MANHATTAN — A Kansas State University child/adolescent counselor says a process used to help adults with anxiety disorders may also have a place in the classroom, helping children keep their focus on the subject at hand.
Karrie Swan, assistant professor of special education, counseling and student affairs at the university’s College of Education, says a growing trend in mental health practice and research today is mindfulness. Swan says the mindfulness process is one that is showing promise with children.

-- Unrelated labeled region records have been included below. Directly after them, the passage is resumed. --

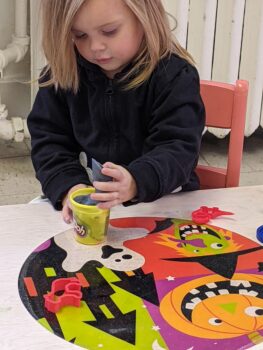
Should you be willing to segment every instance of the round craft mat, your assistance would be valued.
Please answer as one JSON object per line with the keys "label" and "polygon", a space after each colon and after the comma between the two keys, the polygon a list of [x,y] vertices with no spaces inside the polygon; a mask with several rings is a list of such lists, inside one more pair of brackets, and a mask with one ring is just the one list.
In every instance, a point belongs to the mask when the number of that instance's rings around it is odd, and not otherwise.
{"label": "round craft mat", "polygon": [[[255,315],[253,332],[250,326],[237,332],[236,318],[245,317],[240,322],[248,324],[251,315],[238,315],[241,311],[231,299],[238,294],[235,300],[242,304],[243,293],[249,296],[250,306],[263,310],[261,249],[237,233],[189,220],[112,219],[102,244],[82,245],[69,229],[36,248],[21,268],[19,294],[46,329],[89,350],[162,350],[175,349],[175,344],[177,350],[235,350],[252,346],[252,333],[257,333],[257,341],[262,337],[261,311]],[[52,282],[70,277],[81,285],[80,306],[48,311],[44,295]],[[62,294],[56,293],[59,300]],[[224,312],[231,329],[220,332],[219,321],[213,328],[211,322],[195,320],[198,308],[211,296],[228,305]]]}

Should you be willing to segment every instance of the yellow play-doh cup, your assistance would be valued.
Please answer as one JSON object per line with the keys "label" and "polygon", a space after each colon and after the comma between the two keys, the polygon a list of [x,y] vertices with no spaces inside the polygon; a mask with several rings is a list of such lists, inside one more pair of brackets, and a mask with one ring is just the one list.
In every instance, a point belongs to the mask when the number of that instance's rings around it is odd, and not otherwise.
{"label": "yellow play-doh cup", "polygon": [[74,236],[82,244],[99,244],[105,241],[109,225],[109,209],[99,209],[96,205],[80,204],[77,196],[95,192],[92,187],[81,188],[71,193],[69,200],[73,212]]}

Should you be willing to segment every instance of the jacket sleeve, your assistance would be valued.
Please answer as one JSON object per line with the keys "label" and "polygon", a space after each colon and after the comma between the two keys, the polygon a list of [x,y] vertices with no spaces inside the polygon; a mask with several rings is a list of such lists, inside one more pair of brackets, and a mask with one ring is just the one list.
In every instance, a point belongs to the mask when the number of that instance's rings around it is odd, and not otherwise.
{"label": "jacket sleeve", "polygon": [[78,183],[89,184],[79,162],[80,147],[74,137],[66,93],[40,87],[28,116],[31,157],[43,193],[56,209],[67,191]]}
{"label": "jacket sleeve", "polygon": [[144,154],[127,169],[138,189],[138,201],[149,202],[171,193],[199,188],[194,173],[205,110],[199,76],[190,64],[178,71],[172,64],[159,69],[154,84],[154,103],[147,124]]}

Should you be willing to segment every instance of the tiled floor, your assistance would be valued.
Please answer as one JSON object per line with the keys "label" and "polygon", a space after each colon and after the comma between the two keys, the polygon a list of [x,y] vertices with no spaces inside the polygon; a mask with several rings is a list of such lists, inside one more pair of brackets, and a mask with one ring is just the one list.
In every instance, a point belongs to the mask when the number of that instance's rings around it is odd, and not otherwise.
{"label": "tiled floor", "polygon": [[[227,138],[220,140],[211,134],[203,139],[203,164],[226,164]],[[245,139],[241,168],[241,186],[263,184],[263,130]],[[27,203],[41,194],[30,160],[29,141],[10,143],[0,140],[0,205]]]}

“Mindfulness is a present-centered process where one observes and focuses on the present moment,” she said. “The goal of mindfulness is to become aware of your thoughts and feelings and to stop the flow of habitual thoughts, inattention and unconsciousness.”
Researchers have traditionally been interested in using mindfulness practices with adult clients who have anxiety disorders, but there is a growing interest in examining effects of mindfulness for children and adolescents, Swan said.
“Mindfulness has been shown to be effective for all students, but those with anxiety, depression, attention problems and externalizing problems seem to benefit best from this form of treatment,” she said.
Swan used the mindfulness process in private practice when she worked as a mental health clinician. A registered play therapist, she has presented on the topic at state and regional conferences, and has written article about mindfulness practices in conducting dream therapy for children that was published in the July issue of the International Journal for Play Therapy. An abstract is available at http://bit.ly/16uy4rx.
“Currently, there are a few schools in California that are using mindfulness and collecting data,” Swan said.
Studies to date have shown mindfulness-based practices seem to reduce stress, anxiety and emotional reactivity among youth, and that mindfulness-based stress reduction practices improve adjustment among chronically stressed adolescents. A study also found mindfulness was beneficial to teachers as well, linking the practice to a reduction in teacher reported stress, depression and anxiety.
“Overall, research indicates that mindfulness enhances health, improves attention problems and impulse control, increases self-awareness, decreases stress, and increases empathic responses and conflict resolution skills,” Swan said.
Swan added that current brain research shows that mindfulness practices engage the right hemisphere of the brain that enables one to have greater feelings, experiences and creativity.
“Because many child and adolescent mental health scholars believe that growth and learning in therapy occur through the process of expression rather than logical analysis, mindfulness may prove to be a modality that integrates the right and left hemispheres, thereby improving therapeutic outcomes,” she said.